Brown also said this week that Iquum has over the past few years been developing assays for respiratory syncytial virus (to be combined with the Flu A/B test) and Streptococcus A. "Those are at a fairly advanced stage," he said. "We're also looking at MRSA and C. difficile. Going beyond that there is a whole list of potential assays we could put on there. And once the deal closes we'll be working with Iquum on [prioritizing] the list of assays."
Sales of Iquum's Liat Analyzer and Influenza A/B assay have been "relatively small," Brown said, although he noted that "a number of clinics" on the East coast of the US have used the platform and provided positive feedback to both Iquum and Roche.
"IQuum has no commercial organization today, which from their perspective of course is part of the attraction of coming together with Roche," Brown said. "We bring the technology along with our R&D and commercial power."
And from Roche's perspective, a true POC assay platform addresses a glaring hole in the company's molecular diagnostics product portfolio. The company has for years been a leader in thermal cyclers for laboratory-developed tests, offering its LightCycler platform in various configurations and throughputs. In addition, the company sells the Cobas 4800 platform, which combines the Cobas X 480 sample prep module and Cobas Z 480 real-time PCR analyzer into a single, fully automated molecular testing platform that can process up to 384 samples per day — ideal for centralized labs with lower throughput requirements.

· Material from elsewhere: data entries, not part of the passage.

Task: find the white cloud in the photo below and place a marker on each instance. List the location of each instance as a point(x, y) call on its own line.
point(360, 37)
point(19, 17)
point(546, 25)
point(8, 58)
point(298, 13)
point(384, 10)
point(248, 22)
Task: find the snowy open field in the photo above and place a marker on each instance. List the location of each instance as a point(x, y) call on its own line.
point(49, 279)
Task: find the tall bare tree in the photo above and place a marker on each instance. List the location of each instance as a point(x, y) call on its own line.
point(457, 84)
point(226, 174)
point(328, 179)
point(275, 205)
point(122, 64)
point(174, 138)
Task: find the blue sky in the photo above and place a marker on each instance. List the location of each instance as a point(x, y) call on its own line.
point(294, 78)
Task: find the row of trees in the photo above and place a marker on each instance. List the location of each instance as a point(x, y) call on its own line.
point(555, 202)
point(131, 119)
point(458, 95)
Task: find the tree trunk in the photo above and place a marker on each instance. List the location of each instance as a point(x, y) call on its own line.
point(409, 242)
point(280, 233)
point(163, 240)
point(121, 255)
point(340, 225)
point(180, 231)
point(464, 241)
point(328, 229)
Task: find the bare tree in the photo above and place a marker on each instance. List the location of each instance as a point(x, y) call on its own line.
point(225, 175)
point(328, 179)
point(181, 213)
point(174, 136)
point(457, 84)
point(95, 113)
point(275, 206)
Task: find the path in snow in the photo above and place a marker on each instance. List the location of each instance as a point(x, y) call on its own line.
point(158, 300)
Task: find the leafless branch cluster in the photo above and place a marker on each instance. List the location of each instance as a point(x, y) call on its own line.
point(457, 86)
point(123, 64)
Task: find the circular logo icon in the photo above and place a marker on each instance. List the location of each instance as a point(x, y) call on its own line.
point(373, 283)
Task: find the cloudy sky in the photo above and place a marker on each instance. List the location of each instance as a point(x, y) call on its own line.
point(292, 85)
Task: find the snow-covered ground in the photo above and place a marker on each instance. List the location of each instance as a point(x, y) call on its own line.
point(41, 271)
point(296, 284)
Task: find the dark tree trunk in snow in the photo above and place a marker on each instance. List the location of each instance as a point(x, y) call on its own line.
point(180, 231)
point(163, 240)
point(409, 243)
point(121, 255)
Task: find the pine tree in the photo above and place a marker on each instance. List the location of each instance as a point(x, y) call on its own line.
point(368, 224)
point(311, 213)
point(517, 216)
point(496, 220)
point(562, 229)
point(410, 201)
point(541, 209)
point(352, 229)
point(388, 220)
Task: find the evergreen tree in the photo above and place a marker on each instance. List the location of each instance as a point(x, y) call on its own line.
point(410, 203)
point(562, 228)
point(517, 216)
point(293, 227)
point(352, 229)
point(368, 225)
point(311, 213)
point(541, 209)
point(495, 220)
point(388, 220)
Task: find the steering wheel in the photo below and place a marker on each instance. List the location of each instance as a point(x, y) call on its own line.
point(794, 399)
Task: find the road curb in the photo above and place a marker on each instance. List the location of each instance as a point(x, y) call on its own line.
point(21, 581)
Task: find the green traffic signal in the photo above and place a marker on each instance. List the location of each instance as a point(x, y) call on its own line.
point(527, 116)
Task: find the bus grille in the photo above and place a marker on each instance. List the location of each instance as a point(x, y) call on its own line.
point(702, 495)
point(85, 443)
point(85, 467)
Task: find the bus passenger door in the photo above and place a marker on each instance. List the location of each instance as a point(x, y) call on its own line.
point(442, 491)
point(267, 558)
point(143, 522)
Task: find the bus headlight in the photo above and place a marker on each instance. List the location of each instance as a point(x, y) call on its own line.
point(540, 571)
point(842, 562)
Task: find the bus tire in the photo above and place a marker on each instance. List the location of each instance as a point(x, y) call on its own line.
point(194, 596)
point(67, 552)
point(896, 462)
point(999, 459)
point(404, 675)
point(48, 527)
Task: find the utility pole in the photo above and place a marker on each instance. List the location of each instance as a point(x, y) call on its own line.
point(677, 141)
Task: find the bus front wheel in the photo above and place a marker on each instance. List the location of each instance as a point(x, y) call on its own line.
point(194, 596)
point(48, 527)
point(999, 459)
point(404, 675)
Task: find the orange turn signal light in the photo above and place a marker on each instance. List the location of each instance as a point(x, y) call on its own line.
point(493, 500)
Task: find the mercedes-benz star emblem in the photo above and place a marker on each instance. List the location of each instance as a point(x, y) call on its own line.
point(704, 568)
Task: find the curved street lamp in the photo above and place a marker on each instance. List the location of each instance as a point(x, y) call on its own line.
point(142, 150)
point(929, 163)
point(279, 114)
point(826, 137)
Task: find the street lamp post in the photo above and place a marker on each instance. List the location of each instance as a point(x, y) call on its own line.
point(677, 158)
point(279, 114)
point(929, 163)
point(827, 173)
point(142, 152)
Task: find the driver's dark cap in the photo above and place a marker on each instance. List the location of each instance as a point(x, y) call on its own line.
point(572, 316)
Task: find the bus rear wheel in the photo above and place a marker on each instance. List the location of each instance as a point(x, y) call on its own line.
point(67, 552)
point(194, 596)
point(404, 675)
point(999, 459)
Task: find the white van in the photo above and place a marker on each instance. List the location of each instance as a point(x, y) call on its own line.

Finally, the company is gearing up to launch the Cobas 6800, which will be able to process up to 300 molecular diagnostic tests in an eight-hour shift, and the Cobas 8800, which will be able to process up to 1,000 tests in an eight-hour shift. Roche unveiled beta versions of these systems at a conference about a year ago, noting that it would likely commercially launch the products in the second half of this year.
"This point-of-care piece was a hole in the portfolio," Brown said. "We've been looking for a couple of years for the right acquisition, and we're convinced this is the right one. Along with the fact that we're just about to launch our Cobas 6800 [and] 8800 platforms, which really operate at the other end of the spectrum … we now will provide a very comprehensive molecular diagnostics portfolio. It's very exciting times for us in molecular."